Chaworth died intestate. His widow, who married a third time, died in 1623.8

Ref Volumes: 1558-1603

Author: H.G.O.

Notes

  • 1. Vis. Notts. (Harl. Soc. iv), 127; Vis. Yorks. ed. Glover, 503; J. Hunter, South Yorks. i. 140; J. T. Godfrey, Notts. Churches, Hundred of Bingham, 303.
  • 2. Reid, Council of the North, 497; CSP Dom. 1603-10, p. 463; Yorks. Arch. Soc. rec. ser. liv. 2; HMC Rutland, i. 245, 293.
  • 3. Thoroton, Notts., ed. Throsby, i. 199-200; Godfrey, 303; Neale, Commons, 62, 203; HMC 9th Rep. 389; HMC Rutland, i. 267-73; PCC 21 Drury.
  • 4. Neale, Commons, 203; HMC Rutland, i. 208, 229, 277, 293, 303.
  • 5. HMC Rutland, i. 280; PCC 21 Drury.
  • 6. Yorks.

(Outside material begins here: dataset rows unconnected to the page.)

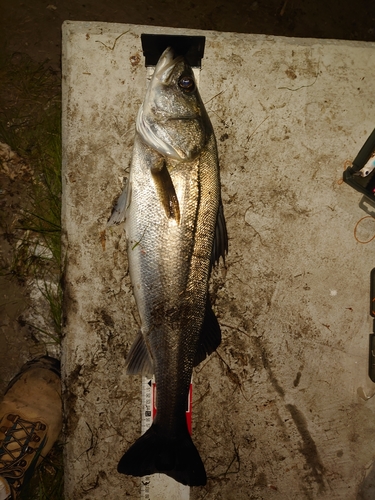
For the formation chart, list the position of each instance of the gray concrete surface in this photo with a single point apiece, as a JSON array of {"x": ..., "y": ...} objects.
[{"x": 284, "y": 409}]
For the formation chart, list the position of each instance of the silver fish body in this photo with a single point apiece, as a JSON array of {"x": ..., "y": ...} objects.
[{"x": 175, "y": 230}]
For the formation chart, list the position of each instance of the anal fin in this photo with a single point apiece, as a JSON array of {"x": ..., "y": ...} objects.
[{"x": 210, "y": 335}]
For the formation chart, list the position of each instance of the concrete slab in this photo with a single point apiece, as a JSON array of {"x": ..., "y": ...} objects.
[{"x": 284, "y": 409}]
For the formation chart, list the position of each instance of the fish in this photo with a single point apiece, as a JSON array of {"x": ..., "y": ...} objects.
[{"x": 176, "y": 233}]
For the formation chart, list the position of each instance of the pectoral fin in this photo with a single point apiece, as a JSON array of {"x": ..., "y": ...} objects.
[
  {"x": 138, "y": 360},
  {"x": 210, "y": 336},
  {"x": 166, "y": 191},
  {"x": 220, "y": 247}
]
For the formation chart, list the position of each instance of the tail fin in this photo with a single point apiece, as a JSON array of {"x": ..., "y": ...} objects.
[{"x": 155, "y": 452}]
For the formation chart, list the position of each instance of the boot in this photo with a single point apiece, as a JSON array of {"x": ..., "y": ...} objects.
[{"x": 30, "y": 422}]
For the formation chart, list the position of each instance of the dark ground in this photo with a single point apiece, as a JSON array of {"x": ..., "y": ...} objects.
[{"x": 34, "y": 28}]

Arch. Soc. rec. ser. ii. 112; vii. 148; viii. 47, 80, 99, 192; liii. 40, 77, 100; HMC Rutland, i. 293.
  • 7. Yorks. Arch. Soc. rec. ser. liv. 2; CP, iii. 155; CSP Dom. 1611-18, pp. 73, 228, 277; 1619-23, p. 92; HMC Rutland, i. 277; Hunter, 141.
  • 8. Yorks. Arch. Soc. rec. ser. xxviii. 153; xxxi. 19; Hunter, 141; PCC 176 Harvey; Vis. Notts. 123.